I have to been dieting and exercising more this year. I went off all sugar for two months now and have lost 20 lbs. I really , really miss the Mountain Dew!!!! I have found these at Wal-Mart to help curve the craving. I Crave the burn more than the Caffeine . These are made with Splenda. They claim these have no Cal / carbs. So far so good.


----------



## Bax*

Gary,

Crystal Light really filled the gap for me when I quit soda. It’s sweet enough to fill in. 

But when I really had to have a soda, I drank a Coke Zero.


----------



## Airborne

Funny this thread came up

Since the Chukar hunt ended I have gained some weight and was sitting at 223 pounds which is my heaviest all time weight. I've been lifting weights 4-5 times a week for many years and have good muscle mass but the fat belly pounds seem to come back post hunting season because I eat like a pig. 

Starting late April, I decided to try the Keto diet as I have friends that have had great success with it. I've lost 12 pounds so far and will continue the diet for the rest of the month of May--Maybe even longer. It's really easy to stay on and I like it because I love eating protein and fat. I have never had a soda addiction but I do enjoy a fine craft brew and that has added to the struggle so I am giving up alcohol for the month as well. 

As an alternative drink I have found sparkling water to be excellent if anyone is looking for something new to try. I like the Perrier brand.

My goal for the end of the month will be to hit 200 lbs. When I got out of the Army 15 years ago I weighed 195 lbs. It would be really coll to get back down to my fighting weight for the summer months and keep the weight off.

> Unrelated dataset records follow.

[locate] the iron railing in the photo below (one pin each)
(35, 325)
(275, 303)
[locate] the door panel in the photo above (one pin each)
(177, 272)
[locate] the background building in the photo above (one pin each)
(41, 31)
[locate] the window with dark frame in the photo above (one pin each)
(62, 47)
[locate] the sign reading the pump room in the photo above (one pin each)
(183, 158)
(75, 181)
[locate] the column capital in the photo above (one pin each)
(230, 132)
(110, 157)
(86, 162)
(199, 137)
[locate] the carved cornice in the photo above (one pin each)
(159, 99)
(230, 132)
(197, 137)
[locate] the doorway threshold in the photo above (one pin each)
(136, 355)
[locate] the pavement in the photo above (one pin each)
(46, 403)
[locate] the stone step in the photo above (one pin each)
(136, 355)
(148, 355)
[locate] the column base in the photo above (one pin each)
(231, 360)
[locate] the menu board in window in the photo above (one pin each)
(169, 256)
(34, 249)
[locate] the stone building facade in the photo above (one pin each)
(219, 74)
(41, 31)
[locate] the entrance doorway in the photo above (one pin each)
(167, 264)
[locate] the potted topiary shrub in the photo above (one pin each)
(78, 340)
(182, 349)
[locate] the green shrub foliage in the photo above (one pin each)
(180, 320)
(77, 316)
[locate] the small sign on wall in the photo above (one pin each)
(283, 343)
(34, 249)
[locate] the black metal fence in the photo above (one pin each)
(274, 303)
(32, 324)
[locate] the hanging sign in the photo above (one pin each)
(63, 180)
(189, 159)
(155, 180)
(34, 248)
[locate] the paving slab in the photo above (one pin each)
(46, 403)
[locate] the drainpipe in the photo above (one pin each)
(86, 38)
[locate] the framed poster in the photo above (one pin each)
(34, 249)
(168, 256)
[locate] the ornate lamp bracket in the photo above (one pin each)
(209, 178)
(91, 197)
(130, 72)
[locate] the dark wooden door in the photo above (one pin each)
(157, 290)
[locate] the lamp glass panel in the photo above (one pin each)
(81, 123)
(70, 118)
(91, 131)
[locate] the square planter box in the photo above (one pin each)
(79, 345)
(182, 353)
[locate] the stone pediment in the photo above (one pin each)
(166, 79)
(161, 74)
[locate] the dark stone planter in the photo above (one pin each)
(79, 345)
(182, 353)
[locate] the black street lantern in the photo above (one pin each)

Some tips that help me for those looking at the Keto diet-> try to eat 2 meals a day, try to go at least 16 hours between your meals. I skip breakfast, eat at noon and again at 6pm and that's it. I don't have hunger pains being on Keto. Intermittent fasting helps get into ketosis where your body burns fat. My meals are big and delicious, pork rinds are your friend if you need a snack or a replacement for tortilla chips. This is the first diet I have ever done and I am really liking it.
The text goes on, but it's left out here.